This is the most miserable of all states,--to lose this world, and not to gain the next; to be unable to have the pleasures of one, such as they are, and yet not to attain to the pleasures which are at GOD'S Right Hand for evermore. "If in this life only we have hope in CHRIST, we are of all men most miserable." Lazarus, that was laid at the rich man's gate full of sores, and desiring to be fed with the crumbs that fell from his table, moreover the dogs came and licked his sores; if he, when he died, had in hell lifted up his eyes being in torments, would have been wretched indeed. But do not deceive yourselves. It is not because Lazarus was poor, because he was full of sores, that he was carried by the angels into Abraham's bosom. It was because his poverty and his sores made him a true servant of Him That was wounded for our transgressions and bruised for our iniquities. You may be as poor as Lazarus here, and yet have your portion with the rich man hereafter; just as S. Etheldreda had her portion with the rich man here, and yet now rests, like Lazarus, in Abraham's bosom.

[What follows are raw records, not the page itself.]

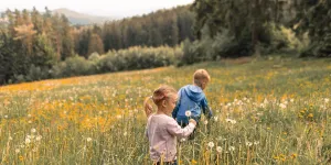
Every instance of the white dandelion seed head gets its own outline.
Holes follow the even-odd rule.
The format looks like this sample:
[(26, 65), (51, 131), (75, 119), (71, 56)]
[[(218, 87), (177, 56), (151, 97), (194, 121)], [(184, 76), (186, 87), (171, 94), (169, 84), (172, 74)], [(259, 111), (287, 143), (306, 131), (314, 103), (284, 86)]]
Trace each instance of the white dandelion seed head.
[(185, 111), (185, 116), (186, 116), (186, 117), (191, 117), (191, 114), (192, 114), (191, 111), (189, 111), (189, 110)]
[(32, 132), (32, 133), (35, 133), (35, 132), (36, 132), (36, 130), (35, 130), (35, 129), (31, 129), (31, 132)]
[(281, 109), (286, 109), (286, 105), (285, 105), (285, 103), (279, 103), (279, 107), (280, 107)]
[(231, 152), (233, 152), (233, 151), (235, 151), (236, 148), (234, 147), (234, 146), (229, 146), (228, 147), (228, 151), (231, 151)]
[(214, 121), (217, 121), (218, 120), (218, 117), (214, 117)]
[(252, 142), (246, 142), (246, 146), (252, 146), (253, 143)]
[(25, 144), (30, 144), (31, 140), (30, 139), (25, 139)]
[(36, 141), (41, 141), (41, 139), (42, 139), (41, 135), (38, 135), (38, 136), (35, 138)]
[(205, 120), (203, 123), (206, 125), (206, 124), (209, 124), (209, 121), (207, 121), (207, 120)]
[(215, 146), (214, 142), (209, 142), (209, 147), (213, 148)]
[(217, 153), (221, 153), (223, 151), (223, 148), (221, 146), (216, 147)]

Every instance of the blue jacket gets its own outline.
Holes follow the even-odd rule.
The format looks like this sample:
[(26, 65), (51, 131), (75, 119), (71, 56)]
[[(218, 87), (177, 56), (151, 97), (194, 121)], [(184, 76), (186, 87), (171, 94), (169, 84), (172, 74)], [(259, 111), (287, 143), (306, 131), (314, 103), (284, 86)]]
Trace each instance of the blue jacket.
[(172, 117), (178, 123), (189, 123), (189, 118), (185, 116), (188, 110), (191, 111), (191, 118), (199, 122), (203, 112), (209, 119), (213, 116), (203, 90), (194, 85), (182, 87), (179, 91), (179, 100), (172, 112)]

"Have ye suffered so many things in vain?" People are fond of reckoning up how much they have suffered. But, remember, you who do so, that for all these sufferings GOD will bring you into judgment. That is, He sent them to you to bring you nearer to Himself; and He will inquire, and that very shortly, whether they did bring you nearer to Himself or not. If not, far from being better off because you had them, you will be worse off. They were means of grace, and you did not benefit by them; yes, they were talents, and you did not improve them; they ought to have made it easier for you to lay aside every weight, and the sin which doth so easily beset you, looking unto JESUS, the Author and Finisher of your faith; and they did not; and therefore you will hear, all the more surely, that most terrible voice, "Cast ye the unprofitable servant into outer darkness; there shall be weeping and gnashing of teeth."

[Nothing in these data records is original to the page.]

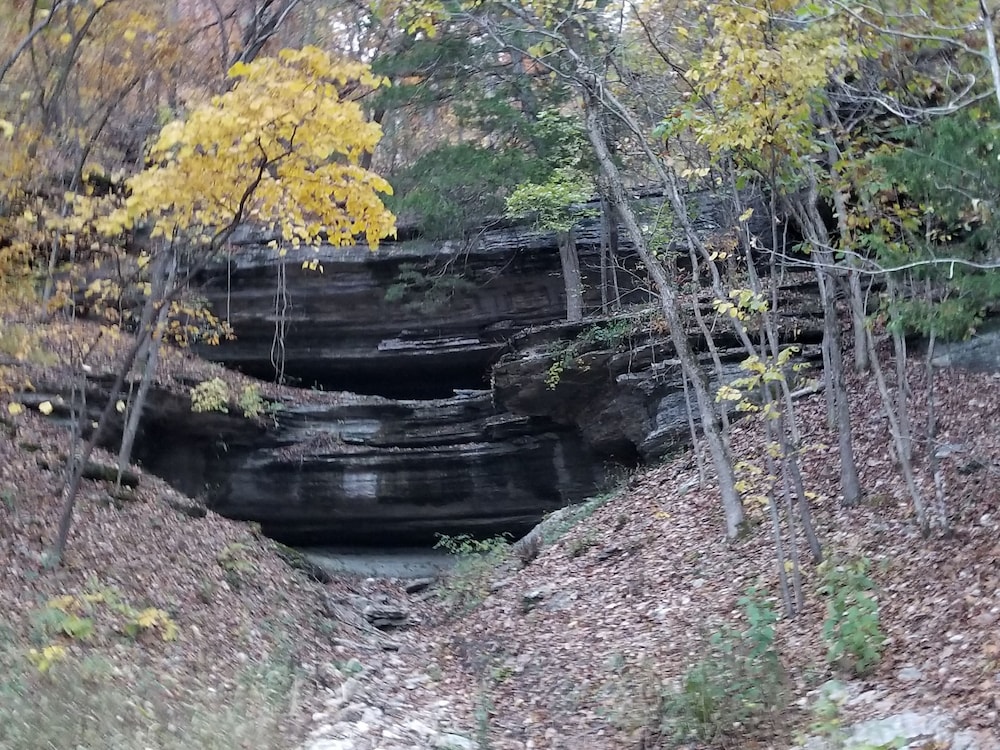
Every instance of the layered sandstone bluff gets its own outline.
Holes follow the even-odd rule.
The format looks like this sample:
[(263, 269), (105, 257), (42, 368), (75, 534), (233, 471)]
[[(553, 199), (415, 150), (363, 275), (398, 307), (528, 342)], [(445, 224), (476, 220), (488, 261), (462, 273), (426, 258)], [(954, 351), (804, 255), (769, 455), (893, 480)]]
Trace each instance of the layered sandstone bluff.
[[(701, 226), (717, 231), (718, 217), (706, 210)], [(628, 340), (591, 341), (578, 367), (546, 385), (552, 352), (608, 323), (560, 322), (551, 234), (508, 227), (467, 242), (285, 256), (269, 240), (243, 234), (239, 252), (200, 279), (236, 339), (199, 353), (264, 379), (283, 353), (301, 398), (265, 426), (183, 404), (151, 408), (143, 442), (157, 449), (138, 452), (225, 515), (312, 545), (518, 533), (592, 494), (609, 461), (655, 458), (687, 439), (683, 382), (662, 332), (639, 326)], [(598, 222), (580, 227), (577, 242), (587, 308), (599, 310)], [(624, 243), (616, 263), (623, 304), (642, 302)], [(745, 355), (722, 356), (735, 374)]]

But S. Paul goes on, and so would I, "if it be yet in vain." I hope not. I hope that these sufferings have been leading you, and are leading you, to GOD. Then they are blessed sufferings indeed. If we suffer--that is, if we suffer so--we shall reign with Him. "I reckon that the sufferings"--that is if this be their end--"of this present time, are not worthy to be compared with the glory which shall be revealed in us."

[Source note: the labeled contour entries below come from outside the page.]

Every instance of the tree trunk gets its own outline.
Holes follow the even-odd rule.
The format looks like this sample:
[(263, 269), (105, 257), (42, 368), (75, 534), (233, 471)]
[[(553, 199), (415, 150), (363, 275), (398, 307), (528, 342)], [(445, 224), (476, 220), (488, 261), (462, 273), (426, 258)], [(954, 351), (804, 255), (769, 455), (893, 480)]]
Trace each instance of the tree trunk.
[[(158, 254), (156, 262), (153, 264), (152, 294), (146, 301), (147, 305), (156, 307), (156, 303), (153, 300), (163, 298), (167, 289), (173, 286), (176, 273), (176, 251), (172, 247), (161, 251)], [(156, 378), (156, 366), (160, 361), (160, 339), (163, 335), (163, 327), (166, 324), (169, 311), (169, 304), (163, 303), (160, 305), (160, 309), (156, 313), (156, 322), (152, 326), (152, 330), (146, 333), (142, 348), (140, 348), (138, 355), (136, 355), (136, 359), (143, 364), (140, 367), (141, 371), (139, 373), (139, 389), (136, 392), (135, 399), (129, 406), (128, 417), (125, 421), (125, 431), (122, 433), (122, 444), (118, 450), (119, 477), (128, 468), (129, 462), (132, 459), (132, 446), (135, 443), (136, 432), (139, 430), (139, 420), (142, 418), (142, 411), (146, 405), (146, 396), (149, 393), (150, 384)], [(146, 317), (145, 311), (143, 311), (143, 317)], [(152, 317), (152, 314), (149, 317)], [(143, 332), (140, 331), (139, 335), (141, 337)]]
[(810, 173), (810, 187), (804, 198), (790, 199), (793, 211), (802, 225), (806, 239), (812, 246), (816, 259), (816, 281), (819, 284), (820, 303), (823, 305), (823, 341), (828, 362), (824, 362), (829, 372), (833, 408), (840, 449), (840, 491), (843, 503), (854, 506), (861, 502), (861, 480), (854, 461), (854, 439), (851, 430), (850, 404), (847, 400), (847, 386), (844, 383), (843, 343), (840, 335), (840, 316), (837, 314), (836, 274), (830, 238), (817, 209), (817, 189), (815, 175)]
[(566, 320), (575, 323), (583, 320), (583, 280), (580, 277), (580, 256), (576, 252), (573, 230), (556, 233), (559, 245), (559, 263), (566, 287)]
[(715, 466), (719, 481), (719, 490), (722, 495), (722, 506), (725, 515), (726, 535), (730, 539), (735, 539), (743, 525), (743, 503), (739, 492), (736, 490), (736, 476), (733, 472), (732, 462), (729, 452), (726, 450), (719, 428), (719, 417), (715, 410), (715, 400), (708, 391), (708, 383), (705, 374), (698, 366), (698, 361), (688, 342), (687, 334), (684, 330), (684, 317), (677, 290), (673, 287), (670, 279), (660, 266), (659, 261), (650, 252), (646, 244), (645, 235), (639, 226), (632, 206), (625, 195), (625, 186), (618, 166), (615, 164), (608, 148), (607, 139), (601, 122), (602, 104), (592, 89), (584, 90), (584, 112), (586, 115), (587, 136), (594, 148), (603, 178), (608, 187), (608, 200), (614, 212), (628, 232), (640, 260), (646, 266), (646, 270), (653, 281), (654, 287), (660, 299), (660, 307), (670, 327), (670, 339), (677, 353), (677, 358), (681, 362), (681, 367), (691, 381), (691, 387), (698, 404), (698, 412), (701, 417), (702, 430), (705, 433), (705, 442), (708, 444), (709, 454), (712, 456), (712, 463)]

This is what is more necessary for you to feel than anything else. There are two dangers in suffering. S. Paul tells us of them both: "My son, despise not thou the chastening of the LORD, nor faint when thou art rebuked of Him." We ought neither to determine not to feel them, not to care about them, to go our own ways, to think our own thoughts, to do our own deeds all the same; nor yet so to murmur, so to repine, so to be discontented about them, as if we were treated cruelly and unjustly.

"Have ye suffered so many things in vain?" The Saints, of whom we are so often called to speak, this Saint of whom I am speaking, would answer, "By the grace of GOD, No." They had their perfect work in us. They taught us not to care for the things of the world. They led us to set our affections on things above. They showed us how to follow CHRIST, where He suffered as Man, and brought us to sit down with Him where He reigns as GOD.

As GOD grant that they may all of us, for JESUS CHRIST'S sake: to Whom with the FATHER and the HOLY GHOST, be all honour and glory for ever. Amen.